I Visconti

Famiglia ducale italiana dalle incerte origini. Il capostipite dovrebbe essere Eriprando (+ 1037), a cui seguì Ottone (1111), che avrebbe dato il cognome alla famiglia. Sarà comunque il vescovo Ottone (1207?-1295) a dare il là alle fortune della casata.

Ordinato arcivescovo di Milano nel 1262, dovette restare in esilio fino al 1277. Dopo aver sconfitto i rivali della Torre, entra in città e riunisce in sé il potere civile e quello religioso. Nel 1287 lascia il potere al pronipote Matteo I (1250-1322), che dovrà abbandonare la città nel 1294, incalzato dai nemici di sempre, i della Torre. Rientra l'anno dopo insieme all'imperatore Enrico VII e ne diventa vicario. Nel 1315 la signoria si estende a Piacenza, Bergamo, Lodi, Como, Cremona, Tortona, Pavia, Alessandria, Vercelli e Novara. Stringe alleanze con Scaligeri, i Savoia e i Buonacolsi. Nel 1320 viene scomunicato e, per non perdere la signoria, abdica in favore del figlio Galeazzo (1277-1328), nel 1322. Ciò suscita, o accresce, l'invidia del fratello Marco (+ 1329), sostenuto dallo zio Lodrisio (+ 1364), entrambi valentissimi uomini d'arme. Marco sistema il partito guelfo, sconfiggendo definitivamente i della Torre. Questo lo porta ad ingraziarsi l'imperatore Ludovico il Bavaro e sono al suo fianco a Trento, quando questi inizia la sua discesa in Italia nel 1327. Marco denuncia il fratello con l'accusa di tradimento, l'imperatore lo fa imprigionare con i fratelli Giovanni (1290-1354), Luchino (1292-1349) e il figlio Azzone (1302-1339). Galeazzo muore lo stesso anno e Marco si fa prendere dai rimorsi (?). Chiede a Castruccio Castracani, altro grande capitano, di intercedere per loro.

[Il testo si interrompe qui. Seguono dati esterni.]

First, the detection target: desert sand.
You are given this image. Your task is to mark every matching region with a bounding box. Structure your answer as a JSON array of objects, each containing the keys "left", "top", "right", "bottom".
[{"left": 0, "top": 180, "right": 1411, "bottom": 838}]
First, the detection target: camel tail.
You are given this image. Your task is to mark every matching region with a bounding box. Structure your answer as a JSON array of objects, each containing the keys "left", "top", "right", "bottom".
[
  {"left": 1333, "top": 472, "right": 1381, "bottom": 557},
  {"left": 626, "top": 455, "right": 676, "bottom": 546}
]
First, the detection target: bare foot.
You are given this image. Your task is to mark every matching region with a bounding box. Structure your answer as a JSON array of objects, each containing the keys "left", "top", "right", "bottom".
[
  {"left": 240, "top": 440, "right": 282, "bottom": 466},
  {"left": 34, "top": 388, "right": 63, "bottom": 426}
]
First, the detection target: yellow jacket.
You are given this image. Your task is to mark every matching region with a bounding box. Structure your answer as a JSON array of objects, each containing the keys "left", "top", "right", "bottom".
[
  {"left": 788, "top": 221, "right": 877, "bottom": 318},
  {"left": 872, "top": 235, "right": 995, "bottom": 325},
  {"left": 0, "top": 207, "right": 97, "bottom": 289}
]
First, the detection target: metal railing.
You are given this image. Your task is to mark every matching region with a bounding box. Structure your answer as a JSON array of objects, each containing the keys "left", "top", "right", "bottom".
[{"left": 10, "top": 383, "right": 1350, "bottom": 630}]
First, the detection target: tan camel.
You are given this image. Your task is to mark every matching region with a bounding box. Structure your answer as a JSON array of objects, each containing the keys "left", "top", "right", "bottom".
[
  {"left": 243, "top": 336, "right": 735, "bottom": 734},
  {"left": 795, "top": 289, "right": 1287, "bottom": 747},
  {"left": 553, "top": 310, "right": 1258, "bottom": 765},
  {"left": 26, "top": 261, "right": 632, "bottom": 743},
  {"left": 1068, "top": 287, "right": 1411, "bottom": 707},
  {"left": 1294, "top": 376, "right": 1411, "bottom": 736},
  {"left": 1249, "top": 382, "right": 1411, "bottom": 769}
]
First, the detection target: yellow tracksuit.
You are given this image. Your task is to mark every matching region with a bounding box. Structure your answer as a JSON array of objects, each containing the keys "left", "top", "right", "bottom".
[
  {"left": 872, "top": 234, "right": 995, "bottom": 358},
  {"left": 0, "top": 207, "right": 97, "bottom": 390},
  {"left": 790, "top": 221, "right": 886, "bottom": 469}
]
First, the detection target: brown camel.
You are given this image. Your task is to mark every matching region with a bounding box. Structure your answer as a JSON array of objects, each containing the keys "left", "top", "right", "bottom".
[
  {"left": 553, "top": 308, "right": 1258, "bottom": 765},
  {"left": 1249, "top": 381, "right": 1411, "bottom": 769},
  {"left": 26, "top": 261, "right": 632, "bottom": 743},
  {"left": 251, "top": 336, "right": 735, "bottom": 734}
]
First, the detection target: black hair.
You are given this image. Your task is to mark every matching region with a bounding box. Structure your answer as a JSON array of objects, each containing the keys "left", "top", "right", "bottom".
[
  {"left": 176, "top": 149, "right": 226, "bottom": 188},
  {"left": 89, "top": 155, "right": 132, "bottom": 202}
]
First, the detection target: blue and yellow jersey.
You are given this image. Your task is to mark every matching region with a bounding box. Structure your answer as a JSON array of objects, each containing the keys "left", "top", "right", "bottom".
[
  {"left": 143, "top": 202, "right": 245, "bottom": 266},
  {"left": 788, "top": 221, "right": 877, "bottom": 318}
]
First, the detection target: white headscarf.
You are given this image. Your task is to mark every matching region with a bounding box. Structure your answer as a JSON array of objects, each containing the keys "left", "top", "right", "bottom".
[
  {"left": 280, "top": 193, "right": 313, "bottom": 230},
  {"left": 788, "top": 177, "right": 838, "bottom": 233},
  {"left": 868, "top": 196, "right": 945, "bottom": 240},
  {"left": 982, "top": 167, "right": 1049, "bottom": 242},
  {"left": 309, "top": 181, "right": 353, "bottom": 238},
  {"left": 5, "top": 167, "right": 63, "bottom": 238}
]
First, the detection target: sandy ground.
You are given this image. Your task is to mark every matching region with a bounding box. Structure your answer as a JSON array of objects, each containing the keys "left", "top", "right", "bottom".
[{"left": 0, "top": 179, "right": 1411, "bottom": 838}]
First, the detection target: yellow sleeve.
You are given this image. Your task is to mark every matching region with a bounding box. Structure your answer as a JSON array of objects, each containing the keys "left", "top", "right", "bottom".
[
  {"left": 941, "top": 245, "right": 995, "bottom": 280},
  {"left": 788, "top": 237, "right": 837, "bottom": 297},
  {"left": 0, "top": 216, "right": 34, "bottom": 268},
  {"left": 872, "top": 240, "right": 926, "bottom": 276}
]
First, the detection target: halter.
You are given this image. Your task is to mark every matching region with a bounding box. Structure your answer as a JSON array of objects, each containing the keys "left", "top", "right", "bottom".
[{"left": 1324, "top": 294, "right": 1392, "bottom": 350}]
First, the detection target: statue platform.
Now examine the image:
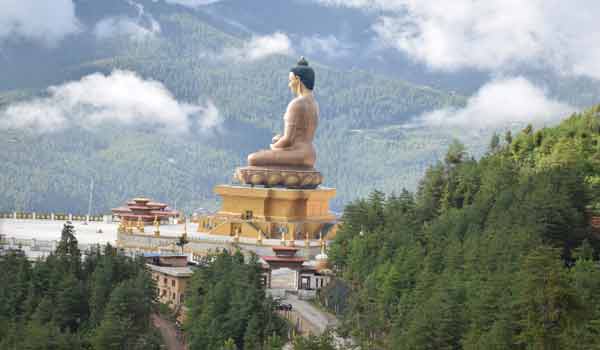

L'anno successivo, 1328, l'imperatore pone sotto assedio Lucca, ma non riesce a conquistarla. Il denaro per i mercenari inizia a scarseggiare. In cambio di una cospicua somma di denaro, l'imperatore concede la grazia ad Azzone, reinsediandolo signore di Milano, e a Giovanni, ordinandolo vescovo. Ma i denari non bastano e allora manda Marco dai mercenari, contando sul suo ascendente sui soldati e mentre il Visconti promette paghe e bottino, l'imperatore di defila e ritorna in Geermania, lasciando Marco in ostaggio dei soldati... che lo eleggono loro capitano!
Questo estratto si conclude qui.